Tous exprimaient leurs inquiétudes quant au sort du traité de paix et des
rapports avec l’Egypte postrévolutionnaire. Les Israéliens s’accordent
cependant à dire que les risques ne sont pas pour demain. Les Frères,
pragmatiques et se voulant rassurants, ont nié avoir l’intention d’abroger le
traité de paix et indiqué que l’introduction de modifications à ce dernier ne
serait pas une décision unilatérale prise par la confrérie, mais d’un commun
accord avec les prochains président, gouvernement et Parlement égyptiens. Pour
eux, cette question, tout compte fait, ne fait finalement pas partie des
priorités des Frères musulmans, qui cherchent d’abord à résoudre la crise
économique et améliorer le niveau de vie des Egyptiens.
Bien que conscient de cet ordre de
priorités, Israël redoute à long terme les véritables intentions des Frères et
des salafistes, arrivés en deuxième position dans la première phase des
législatives, et doute que leur but ultime serait de le « détruire ».
Consistant avec l’esprit d’« assiégé », l’Etat hébreu craint, au-delà de la
conjoncture actuelle de l’Egypte, une montée de l’islamisme dans la région, à
la faveur du « Printemps arabe ». Il cite à l’appui, outre la victoire
prévisible des Frères en Egypte, les résultats des derniers scrutins en Tunisie
et au Maroc, où des partis islamistes sont arrivés en tête, respectivement
Ennahda et le Parti Justice et Développement (PJD). Tel-Aviv met sciemment,
pêle-mêle, tous les islamistes dans le même panier, feignant d’ignorer
qu’Ennahda et le PJD sont deux partis modérés, au même titre que le PLJ. Et
alors que les Frères musulmans n’ont jusqu’ici remis en cause l’accord de paix
avec Israël, celui-ci assure qu’une fois bien assis dans leur pouvoir, les
islamistes égyptiens ne manqueraient pas d’abroger le traité de paix et
d’expulser l’ambassadeur israélien du Caire. Les inquiétudes des Israéliens
sont doubles. D’abord, l’impact de la victoire islamiste aux élections en
Egypte sur les rapports bilatéraux. Ils évoquent à cet égard l’attaque populaire
contre l’ambassade d’Israël au Caire, en septembre, à la suite du meurtre par
l’armée israélienne de cinq militaires égyptiens dans le Sinaï. Une attaque qui
a obligé l’ambassadeur et le personnel de la chancellerie à quitter le pays et
Israël à chercher activement un autre lieu plus sûr pour son ambassade qui soit
mieux protégé contre les mouvements de foule. L’autre crainte est que la
victoire des Frères musulmans en Egypte ferait des émules dans toute la région,
notamment dans les pays voisins d’Israël, en Jordanie et en Syrie, et
revigorerait le Hamas palestinien, qui est une émanation de la confrérie
égyptienne, avec laquelle il maintient des liens étroits.

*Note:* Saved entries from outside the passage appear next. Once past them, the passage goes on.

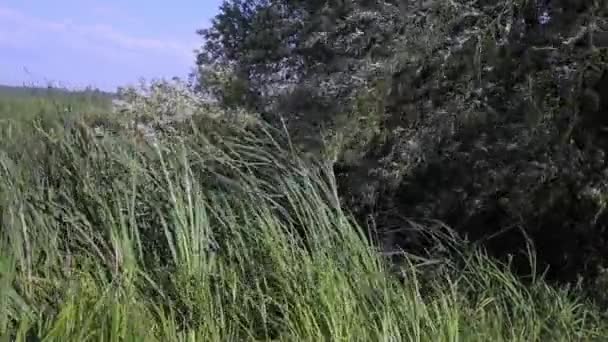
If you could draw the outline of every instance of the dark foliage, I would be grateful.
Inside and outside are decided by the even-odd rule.
[[[419,241],[411,219],[439,219],[522,272],[532,242],[538,270],[593,282],[608,266],[607,16],[605,1],[226,1],[198,62],[232,70],[257,94],[240,105],[304,148],[337,141],[344,203],[400,228],[397,245]]]

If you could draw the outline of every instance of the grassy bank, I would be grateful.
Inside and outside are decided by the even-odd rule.
[[[573,293],[523,284],[439,235],[454,258],[408,258],[395,276],[340,207],[330,168],[264,126],[220,125],[154,146],[78,125],[4,127],[1,339],[608,336]]]

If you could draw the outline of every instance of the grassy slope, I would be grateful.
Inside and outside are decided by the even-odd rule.
[[[462,246],[458,265],[389,276],[331,172],[260,129],[207,123],[152,148],[28,127],[0,130],[0,340],[608,336],[591,305]]]

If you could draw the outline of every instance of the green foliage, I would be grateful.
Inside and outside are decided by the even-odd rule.
[[[453,237],[399,277],[332,171],[264,124],[135,145],[34,129],[0,159],[0,335],[66,340],[594,340],[598,311]],[[223,127],[223,128],[222,128]],[[221,130],[220,130],[221,129]],[[6,140],[0,140],[4,152]],[[145,324],[142,324],[145,323]]]
[[[516,255],[524,274],[531,239],[539,272],[593,293],[608,267],[606,11],[226,1],[197,64],[231,70],[257,94],[232,106],[335,161],[344,203],[372,232],[401,227],[398,245],[414,248],[409,222],[439,219],[499,259]]]
[[[228,0],[217,104],[7,97],[0,337],[605,339],[607,11]]]
[[[340,177],[342,189],[362,216],[383,213],[379,226],[399,224],[401,213],[440,219],[501,258],[532,238],[539,269],[593,282],[606,263],[603,207],[593,199],[601,196],[590,194],[603,193],[598,89],[608,64],[604,47],[576,34],[594,34],[583,23],[602,21],[606,9],[575,14],[552,3],[543,25],[545,9],[534,6],[436,3],[424,22],[406,22],[419,39],[395,56],[389,138],[346,165],[357,171]],[[525,258],[515,264],[527,272]]]

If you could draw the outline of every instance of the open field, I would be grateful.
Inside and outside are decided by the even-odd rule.
[[[70,92],[57,88],[0,85],[0,120],[30,120],[36,115],[107,112],[112,94],[100,91]]]

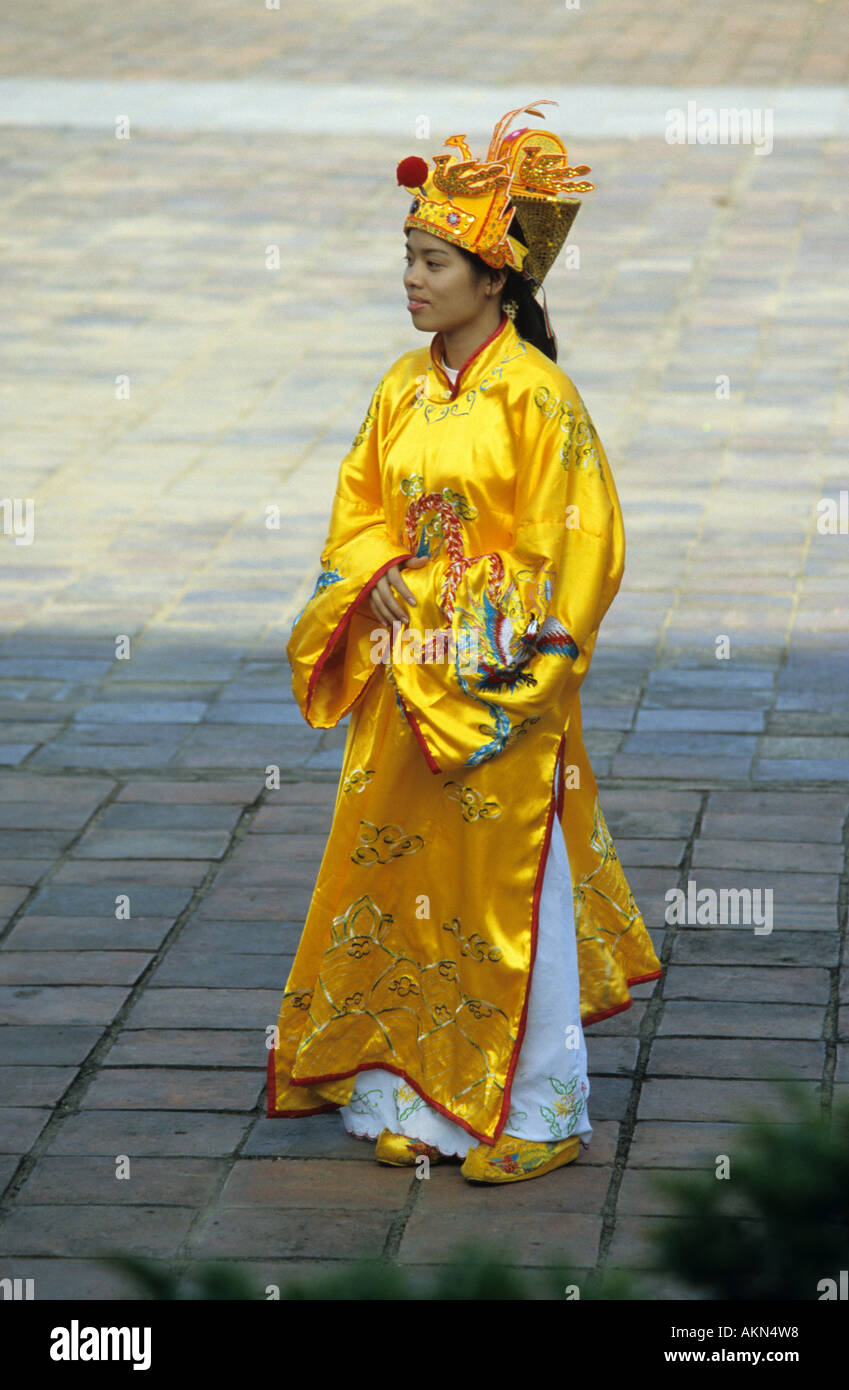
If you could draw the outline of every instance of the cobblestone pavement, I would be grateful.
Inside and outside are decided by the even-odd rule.
[[[655,135],[570,146],[597,191],[547,288],[626,519],[585,728],[664,978],[587,1032],[589,1153],[510,1192],[379,1168],[336,1115],[264,1116],[346,732],[303,722],[285,646],[339,461],[420,341],[393,170],[421,110],[399,143],[297,112],[192,128],[193,103],[207,79],[302,82],[307,126],[314,78],[377,73],[403,111],[438,50],[458,115],[431,152],[464,86],[493,120],[499,84],[534,98],[564,70],[683,108],[774,84],[788,111],[846,77],[834,4],[585,3],[557,43],[552,13],[482,29],[463,0],[444,45],[413,6],[5,7],[4,72],[66,82],[76,113],[0,128],[0,1277],[36,1297],[125,1293],[104,1243],[263,1283],[355,1255],[420,1271],[493,1231],[521,1266],[643,1268],[670,1219],[652,1174],[733,1155],[777,1074],[827,1105],[849,1088],[849,141],[788,119],[768,157],[670,145],[659,110]],[[135,127],[130,82],[130,137],[86,128],[75,84],[124,78],[184,83],[185,128]],[[772,890],[774,930],[667,927],[693,880]]]

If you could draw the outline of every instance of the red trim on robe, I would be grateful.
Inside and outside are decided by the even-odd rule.
[[[273,1119],[275,1115],[279,1114],[279,1111],[274,1109],[277,1103],[277,1075],[274,1070],[273,1047],[268,1049],[268,1061],[265,1066],[265,1072],[266,1081],[268,1083],[268,1095],[265,1098],[265,1114],[266,1118]]]
[[[366,592],[367,589],[374,588],[374,585],[377,583],[378,579],[380,579],[381,575],[385,574],[386,571],[391,569],[393,565],[397,565],[399,560],[408,559],[412,559],[412,554],[409,550],[405,550],[402,555],[396,555],[393,560],[387,560],[385,565],[382,565],[379,570],[375,570],[374,574],[371,576],[368,582],[363,585],[356,598],[351,600],[351,603],[346,608],[345,612],[342,614],[342,617],[339,619],[335,628],[328,637],[327,642],[325,643],[324,648],[322,649],[321,656],[318,658],[318,660],[315,663],[315,666],[312,669],[312,675],[310,676],[309,684],[307,685],[306,712],[304,714],[304,718],[306,719],[307,723],[309,723],[310,705],[312,704],[312,697],[315,693],[316,682],[318,681],[318,678],[321,675],[325,662],[330,656],[331,650],[336,645],[336,641],[339,637],[342,628],[346,625],[346,623],[349,623],[351,621],[354,606],[357,603],[359,603],[360,599],[362,598],[363,594]],[[376,621],[377,619],[375,619],[375,622]],[[375,670],[377,670],[377,667],[375,667]],[[356,703],[356,701],[354,701],[354,703]],[[348,708],[350,709],[351,706],[349,705]],[[340,715],[339,718],[343,719],[344,715]]]
[[[426,1095],[425,1092],[422,1091],[420,1085],[417,1085],[417,1083],[413,1081],[405,1071],[402,1071],[400,1067],[393,1066],[391,1062],[368,1062],[364,1067],[354,1067],[351,1071],[334,1072],[332,1076],[293,1076],[290,1078],[289,1084],[291,1086],[320,1086],[322,1082],[325,1081],[344,1081],[347,1080],[349,1076],[359,1076],[360,1072],[363,1071],[391,1071],[394,1076],[400,1076],[402,1081],[406,1081],[411,1090],[415,1091],[417,1096],[421,1096],[425,1104],[429,1105],[432,1110],[438,1110],[440,1115],[445,1116],[446,1120],[451,1120],[453,1124],[459,1125],[461,1129],[465,1129],[468,1134],[471,1134],[473,1139],[479,1140],[481,1144],[492,1144],[494,1142],[492,1139],[488,1139],[485,1134],[482,1134],[480,1130],[473,1129],[468,1121],[461,1120],[459,1115],[453,1115],[444,1105],[440,1105],[438,1100],[434,1100],[431,1096]],[[341,1106],[337,1105],[334,1108],[341,1109]],[[279,1111],[277,1113],[280,1114]],[[317,1114],[318,1112],[313,1110],[309,1113]],[[273,1118],[276,1117],[272,1116],[272,1119]]]
[[[635,975],[633,979],[628,979],[625,983],[630,985],[645,985],[649,980],[660,980],[663,977],[663,970],[656,970],[653,975]],[[612,1009],[605,1009],[603,1013],[593,1014],[591,1018],[582,1020],[581,1027],[589,1028],[592,1023],[603,1023],[606,1018],[613,1018],[614,1014],[622,1014],[626,1009],[630,1009],[634,1003],[633,999],[626,999],[624,1004],[614,1004]]]
[[[443,377],[444,377],[445,380],[448,382],[448,385],[451,387],[451,395],[450,395],[450,397],[449,397],[449,400],[452,400],[452,401],[453,401],[453,400],[456,400],[456,399],[457,399],[457,392],[458,392],[459,389],[460,389],[460,382],[461,382],[461,380],[462,380],[464,371],[466,370],[467,367],[471,366],[471,364],[474,362],[475,358],[479,355],[479,353],[483,352],[483,350],[484,350],[485,347],[489,347],[490,343],[494,343],[494,342],[495,342],[495,339],[498,337],[499,333],[503,333],[503,332],[504,332],[504,325],[505,325],[508,321],[509,321],[509,320],[508,320],[508,318],[507,318],[507,315],[506,315],[506,314],[502,314],[502,316],[501,316],[501,322],[499,323],[498,327],[494,330],[494,332],[490,333],[489,337],[486,338],[486,339],[481,343],[480,347],[475,348],[475,350],[474,350],[474,352],[472,353],[471,357],[467,357],[467,358],[466,358],[465,362],[463,363],[462,367],[460,368],[460,370],[459,370],[458,373],[457,373],[456,379],[455,379],[453,382],[451,381],[450,377],[448,377],[448,376],[445,374],[445,372],[442,370],[442,361],[440,360],[439,362],[437,362],[437,360],[436,360],[436,353],[434,352],[434,345],[435,345],[435,344],[437,343],[437,341],[438,341],[438,342],[439,342],[439,353],[440,353],[440,359],[441,359],[441,357],[442,357],[442,348],[443,348],[443,344],[444,344],[444,341],[445,341],[444,338],[443,338],[443,336],[442,336],[442,330],[440,329],[438,333],[435,333],[435,334],[434,334],[433,338],[431,339],[431,344],[430,344],[430,359],[431,359],[431,361],[432,361],[434,367],[436,368],[436,370],[437,370],[438,372],[442,372]]]
[[[395,687],[395,690],[398,699],[401,701],[401,708],[407,717],[407,723],[409,724],[410,728],[412,729],[413,733],[419,741],[419,747],[421,748],[422,753],[424,754],[425,762],[427,763],[431,772],[441,772],[442,768],[439,766],[439,763],[436,761],[436,759],[434,758],[433,754],[427,746],[427,741],[425,739],[424,734],[421,731],[419,721],[416,719],[416,716],[410,710],[407,709],[407,706],[404,704],[401,692],[400,690],[398,690],[397,686]]]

Les craintes d’Israël s’expliquent
par le fait que le traité de paix avec l’Egypte constitue la pierre angulaire
de sa politique régionale, un gain inestimable qui lui a permis d’écarter le
plus grand pays arabe de la confrontation militaire arabo-israélienne et de
disposer ainsi d’une plus grande liberté d’action sur les autres fronts du
conflit, palestinien, contre le Hamas, et libanais, contre le Hezbollah. Sans
parler de la Syrie ou, plus loin, de l’Iran. De l’aveu même des responsables
israéliens, le traité a permis d’alléger la pression militaire, de réduire le
budget de l’armée et contribué à améliorer le niveau de vie des Israéliens en
permettant la réallocation de ces économies à des secteurs économiques et
civils.
Traduisant ces peurs, l’armée
israélienne a commencé à mettre au point divers scénarios militaires dont la
possible abrogation du traité de paix et la transformation de l’Egypte en un «
ennemi potentiel ». Le chef d’état-major, Benny Gantz, a présenté ces scénarios
au cabinet restreint de sécurité, soulignant le risque d’une sérieuse
dégradation des relations avec l’Egypte, une fois investi un gouvernement issu
des élections parlementaires. De son côté, le directeur général du ministère
israélien des Affaires étrangères, Rafael Barak, a établi plusieurs groupes de
travail chargés d’examiner les options d’Israël face aux dangers que présente
le « Printemps arabe ». Ainsi, un premier groupe est chargé de suivre
l’évolution de la situation politique et du mouvement contestataire chez les
voisins de l’Etat juif, l’Egypte, la Jordanie et la Syrie. Un deuxième groupe
s’occupe des pays d’Afrique du Nord, la Tunisie, la Libye et le Maroc. Un
troisième groupe examine les conditions des minorités religieuses et ethniques
dans les pays voisins d’Israël, comme les coptes en Egypte et les Kurdes en
Syrie, et la possibilité de renforcer les liens avec elles, en profitant de
leurs craintes de la montée des islamistes dans leur pays. Dans le même temps,
le ministère des Affaires étrangères et le bureau du premier ministre, Benyamin
Netanyahu, ont lancé des pages Internet à l’usage des internautes arabes, afin
d’améliorer l’image d’Israël et réduire l’hostilité à son encontre dans le
monde arabe. Le porte-parole de Netanyahu, chargé des médias arabes, Ofir
Gendelman, souligne attirer des « centaines » d’utilisateurs arabes de Twitter,
curieux de connaître les points de vue de Tel-Aviv sur les questions de la
région.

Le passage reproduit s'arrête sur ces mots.